Vêtu d’un bronzage digne d’une star de ciné et d’un jaspage d’une grande fraîcheur sur toutes ses pièces mobiles, laissant apparaitre de superbes marquages, l’arme est plus qu’en excellent état avec encore 98% de sa finition d’origine qui est rare sur ces modèles. Ce magnifique bronzage nous permet d’ailleurs de dater cette arme de la première série produite entre avril 40 et décembre 1941 pour les derniers. Avec son petit numéro, le notre est sans doute né au printemps de l’an 40. Après 1941, ils furent parkérisés.

Son fonctionnement mécanique est parfait – beaux cliquetis – ressorts fermes – détente excellente – ajustements de rêve comme on les faisaient à l’époque –  Un coup de poignet et le barillet rentre dans son logement tout seul ! Mécaniquement parfait – Très belle pièce

Son canon, qui a très peu tiré, est un miroir de rêve à se brûler la rétine quand on y passe la lampe idoine.

Cette merveille de collection évoque les combats de l’Armée Britannique sous toutes les latitudes de la 2° GM autant que ceux de la Résistance à laquelle elle fût largement parachutée.
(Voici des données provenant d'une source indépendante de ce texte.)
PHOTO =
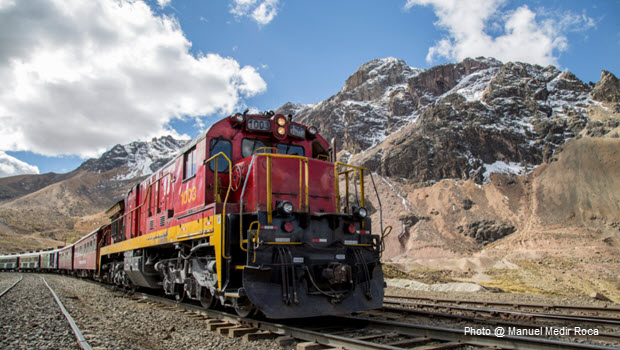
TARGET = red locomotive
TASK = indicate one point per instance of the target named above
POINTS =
(249, 215)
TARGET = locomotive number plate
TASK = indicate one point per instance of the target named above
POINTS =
(259, 124)
(297, 131)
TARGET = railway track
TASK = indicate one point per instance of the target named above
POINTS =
(76, 330)
(508, 314)
(368, 330)
(361, 331)
(603, 336)
(592, 311)
(32, 318)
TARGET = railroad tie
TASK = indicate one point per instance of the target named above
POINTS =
(259, 336)
(226, 330)
(311, 346)
(239, 332)
(212, 325)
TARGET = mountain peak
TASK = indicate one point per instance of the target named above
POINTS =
(138, 158)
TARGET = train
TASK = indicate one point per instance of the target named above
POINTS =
(256, 214)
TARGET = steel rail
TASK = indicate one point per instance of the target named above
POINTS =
(13, 285)
(589, 319)
(509, 304)
(602, 336)
(76, 330)
(435, 333)
(451, 334)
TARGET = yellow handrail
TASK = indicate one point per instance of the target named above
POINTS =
(265, 148)
(384, 235)
(304, 161)
(216, 195)
(355, 169)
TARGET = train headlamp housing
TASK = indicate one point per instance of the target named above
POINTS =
(237, 118)
(285, 207)
(281, 121)
(360, 212)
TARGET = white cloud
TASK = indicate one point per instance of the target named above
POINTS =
(11, 166)
(525, 35)
(78, 76)
(262, 11)
(163, 3)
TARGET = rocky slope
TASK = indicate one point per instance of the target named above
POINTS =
(73, 203)
(486, 166)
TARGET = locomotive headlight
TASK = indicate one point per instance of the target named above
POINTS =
(285, 207)
(281, 121)
(237, 118)
(360, 212)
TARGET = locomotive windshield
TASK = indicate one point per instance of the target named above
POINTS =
(249, 147)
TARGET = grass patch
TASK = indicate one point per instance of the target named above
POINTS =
(423, 275)
(510, 281)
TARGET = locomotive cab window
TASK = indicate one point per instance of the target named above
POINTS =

Ce sera une magnifique addition à la collection d’un tireur passionné d’armes réglementaires de la seconde guerre mondiale.

Apte à une excellente précision, il ramènera sur le chemin des stands de tir une arme de guerre qui fût très appréciée par sa modernité, son élégance et sa solidité.

Pour information, sa munition est encore fabriquée en petite série de nos jours par Fiocchi/Ruger et son rechargement est d’une simplicité enfantine, à partir de douilles usagées de 38 spécial et d’ogives de 358, les mêmes que celles du brave petit Makarov. Car, c’est aussi une excellente arme de tir – surtout en six pouces – qui ne pâlira pas sur les podiums de TAR aux côtés des SIG P49 ou des 1911 soigneusement préparés.

ARME DE CATÉGORIE B AU CSI : SOUMISE À AUTORISATION, PHOTOCOPIE DE LA PIÈCE D’IDENTITÉ ET ORIGINAUX DES VOLETS 1 ET 2 DE L’AUTORISATION. Expédition contre signature en deux colis séparés d’au moins 48 heures obligatoire.